This I believe. Life is not perfect. Humans are even less perfect. This kayotic world filled with far from picture perfect lives and humans that never fit the mold, it can seem impossible to accomplish anything significant. Every day can feel like an uphill battle against the universe.
I was brought up to believe that the “All American Dream”; the nice house, two or more mice cars, a boat, travel, toys, etc.; were easily obtainable. I traveled to places that most adults have never even heard of during their adolescence. During the construction of my parent’s dream home, the city of South Jordan held a town meeting trying to prevent its completion. The neighborhood complained that the size of the house would make their homes look “too small”. Their complaints were not effective. My parents always bought the nicest sports cars, the nicest trust, and the nicest SUV’s on the market. Just for the two of them to drive. We also possessed more airplanes in our family of seven, then anyone I have yet to meet in person. The cost of all of these extras, and extravagant toys, was more than any dollar amount. My parents lost everything because of their greed and ignorance. The dollar amount worth of their possessions may have been high, but their family and futures costs more.

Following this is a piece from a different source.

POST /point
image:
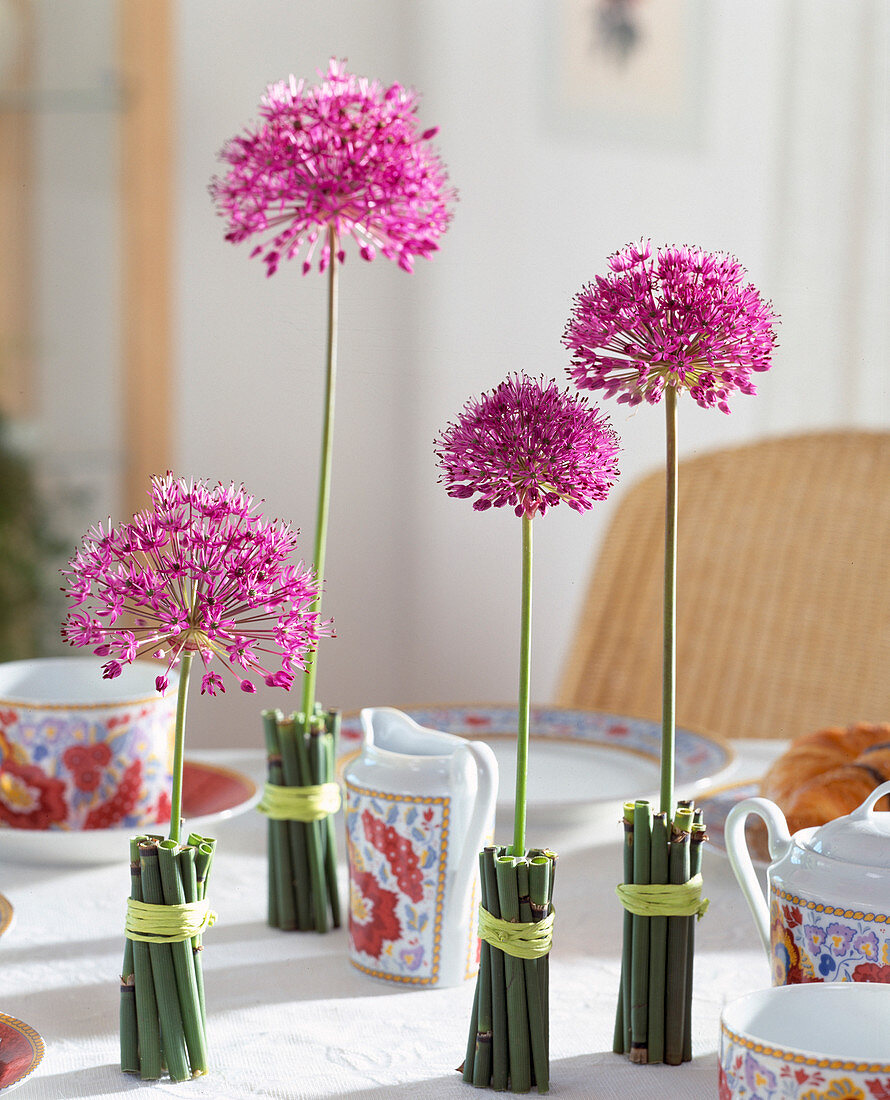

This I believe. Money is not everything. Happiness is not measured by your assets. No one ever really knows what goes on over their neighbor’s fence. Everyone thought that all of the things that my parent’s owned made them the perfect family. People were jealous of our lifestyle. Unknowing to the neighbors; during the time that my family lived in South Jordan, my mother spent two years in her bed because of a severe migraine. CT Scans, MRI’s and countless blood work was done to find the cause. But Doctors could never figure out the problem, so they gave her the latest and greatest in pain medication. Oxycodone. No doctor ever realized that she may become addicted to the obscene amounts of prescription heroin they were giving her.
They never thought that she may suffer horrible side affects, including depression, suicidal attempts, weight loss, and anxiety. While the neighbors saw maids and nannies coming and going from the home, they commented on my mother’s luck. She found a man that really could take care of her. The perfect family, the perfect home, and the perfect lifestyle always comes with a price. After my mother became numb to her pain, she finally attempted parenting again. The only downfall was that I was not the teenage daughter that she had hoped for. I became the burden for my family. My teenage years were filled with rebellion and anger, similar to many others. The thought of the “neighbors seeing my imperfections as a basis for the family as a whole”, was too much for my parents to handle. First I was moved out, that did not work. Then we all moved to another state, that did not work either. Finally we sold the house in South Jordan and moved to then deserted Herriman. Every family has to make sacrifices; for my family, I was it.
After twenty four years of always making the wrong decisions and learning life’s little lessons in my own special way, I have very little advice. I do not know everything, and the things that I think I know are probably wrong. But this is what I have to share with the world. Life is far from perfect. Humans are even further from perfection. Someone can spend their entire life comparing themselves to their neighbors, and never feel as though their lives are complete; but if they look closer at their neighbors, maybe they will find pain and suffering similar to their own. Possessions do not only cost money.
This I believe. No one can ever fully understand another’s sufferings. Always keep your mind and your heart open to the people around you. Do not let appearances or jealousy or greed blind you from others.